MADISON, Wis. (AP) — Assembly Republicans introduced a bill Friday to prevent a backlog of untested sexual assault kits, signaling the party has abandoned two previous proposals championed by Democratic Attorney General Josh Kaul.
The move all but ensures the Legislature will accomplish nothing on the issue before its two-year session ends in March, depriving Kaul of a major political victory. The attorney general made testing a major campaign issue in 2018, and he called the new bill a “charade.”
“The legislation circulated today is transparently intended to allow Assembly Republicans to pretend to support legislation that can help prevent another backlog, when in reality they are preventing such legislation … from becoming law,” Kaul said.
Tens of thousands of sexual assault evidence kits in the U.S. have gone untested: Sometimes prosecutors decide cases are too weak to pursue, or victims refuse to cooperate.
Victim advocates have been pushing for years to get the kits tested in hopes of identifying serial offenders. Kaul’s predecessor, Republican Brad Schimel, starting testing around 4,000 kits in Wisconsin in 2017. Kaul hammered Schimel during the campaign for dragging his feet on the testing. The issue gained traction and helped Kaul win office.
Republican state Rep. David Steffen of Green Bay introduced a bill in May that would create new kit submission and storage deadlines. He also signed onto another Republican bill that would require the Department of Justice to create a database for tracking kit submissions.
Kaul has been advocating for both bills for months. The Republican-controlled Senate passed both bills overwhelmingly in October. But Republican Rep. Joe Sanfelippo, chairman of the Assembly health committee, has refused to hear the measures. Last week he told reporters he didn’t see any “hair-on-fire emergency” to get them passed.
Steffen stepped back into the fray Friday with a substitute bill. It largely mirrors the kit submission protocols and tracking requirements in the original bills but goes much further.
The measure also would create a sexual assault victim bill of rights and mandate police notify immigration authorities of anyone in the country illegally arrested or convicted of sexual assault. And it would allow a student who has been sexually assaulted by another student or teacher to enter the state’s school choice programs regardless of eligibility. The programs offer state subsidies to offset private school tuition.
The immigration notification and school choice provisions almost certainly will be non-starters with Democrats. Republicans don’t need them to pass the bill — the GOP controls both the Assembly and Senate — but the language promises to only deepen Democrat resentment.
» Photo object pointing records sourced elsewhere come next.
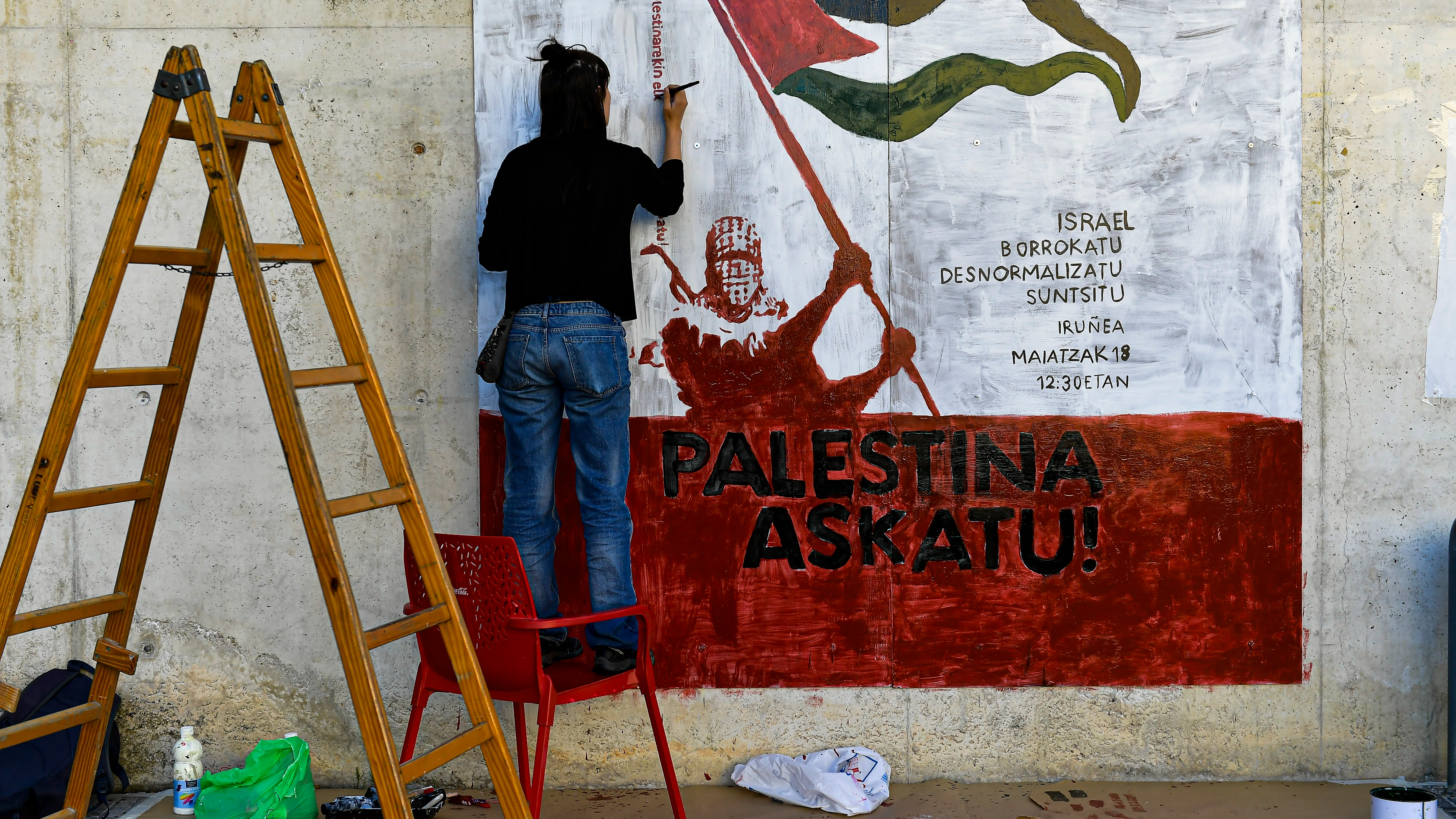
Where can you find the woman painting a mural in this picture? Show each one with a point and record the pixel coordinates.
(557, 223)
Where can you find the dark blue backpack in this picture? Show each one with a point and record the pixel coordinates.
(34, 775)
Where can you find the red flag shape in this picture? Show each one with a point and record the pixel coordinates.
(787, 36)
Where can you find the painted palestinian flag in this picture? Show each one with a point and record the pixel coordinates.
(790, 37)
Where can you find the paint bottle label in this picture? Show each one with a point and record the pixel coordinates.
(187, 773)
(184, 796)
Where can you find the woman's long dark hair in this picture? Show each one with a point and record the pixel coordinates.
(574, 85)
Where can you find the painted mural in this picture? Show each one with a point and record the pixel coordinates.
(975, 354)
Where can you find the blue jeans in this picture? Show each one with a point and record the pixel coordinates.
(570, 356)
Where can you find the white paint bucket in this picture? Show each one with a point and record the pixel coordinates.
(1403, 804)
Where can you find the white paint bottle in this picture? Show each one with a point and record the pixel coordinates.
(1403, 804)
(187, 773)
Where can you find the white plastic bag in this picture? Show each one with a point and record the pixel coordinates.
(841, 780)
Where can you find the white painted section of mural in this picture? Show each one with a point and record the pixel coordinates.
(1200, 290)
(1441, 338)
(1206, 169)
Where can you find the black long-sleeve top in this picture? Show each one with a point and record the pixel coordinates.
(560, 214)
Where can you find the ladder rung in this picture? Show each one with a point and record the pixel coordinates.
(466, 740)
(159, 255)
(407, 626)
(233, 130)
(67, 613)
(135, 377)
(378, 500)
(290, 252)
(328, 376)
(52, 724)
(100, 495)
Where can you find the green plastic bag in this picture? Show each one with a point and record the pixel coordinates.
(274, 783)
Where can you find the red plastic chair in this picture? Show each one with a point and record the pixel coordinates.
(491, 587)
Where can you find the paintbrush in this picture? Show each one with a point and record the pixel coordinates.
(673, 91)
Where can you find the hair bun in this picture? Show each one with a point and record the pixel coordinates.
(554, 51)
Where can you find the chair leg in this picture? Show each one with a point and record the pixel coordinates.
(675, 796)
(523, 755)
(417, 711)
(545, 716)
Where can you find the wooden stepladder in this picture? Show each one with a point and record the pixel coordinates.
(257, 116)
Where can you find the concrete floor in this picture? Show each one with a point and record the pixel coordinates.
(943, 799)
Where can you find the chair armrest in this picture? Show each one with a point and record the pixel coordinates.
(534, 625)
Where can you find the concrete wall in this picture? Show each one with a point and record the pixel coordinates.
(241, 639)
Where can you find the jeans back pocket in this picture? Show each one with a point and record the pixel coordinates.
(513, 370)
(599, 363)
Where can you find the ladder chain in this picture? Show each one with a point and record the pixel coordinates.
(266, 268)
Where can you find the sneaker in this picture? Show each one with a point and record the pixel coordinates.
(614, 661)
(563, 649)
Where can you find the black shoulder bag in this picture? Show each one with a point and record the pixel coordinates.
(493, 356)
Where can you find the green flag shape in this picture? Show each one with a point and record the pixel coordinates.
(900, 111)
(903, 110)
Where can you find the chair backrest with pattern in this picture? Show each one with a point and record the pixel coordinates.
(491, 588)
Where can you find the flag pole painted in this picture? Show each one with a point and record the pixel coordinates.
(801, 162)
Steffen said student sexual assault victims deserve a chance to attend class elsewhere. As for the immigration clause, he said the notification requirement is meant to deter people in the country illegally from sexually assaulting other immigrants who fear that reporting such an attack puts them at risk of deportation.
Asked why he introduced the bill when the original proposals have already cleared the Senate, he said those bills weren’t going anywhere in the Assembly. He said “various individuals” opposed parts but that he’s worked with so many people on the bills he didn’t remember who or what they opposed.
Sanfelippo said the new bill is much better than the proposals Kaul was pushing. He scheduled a hearing on the bill for Wednesday.
The bill still faces a long road after the public hearing. The health committee will have to schedule a vote and the bill would have to clear a full floor session to get out of the Assembly. The Senate process is identical. All that would have to happen before the end of March.
Sanfelippo insisted there’s plenty of time and took another jab at Kaul.
“The attorney general’s been sounding the alerts, but he spent most of his adult life outside the state of Wisconsin and he doesn’t know how we work here,” he said.
Kaul grew up in Fond du Lac. He attended Yale and Stanford and worked in the U.S. attorney’s office in Baltimore before moving back to Wisconsin in 2014.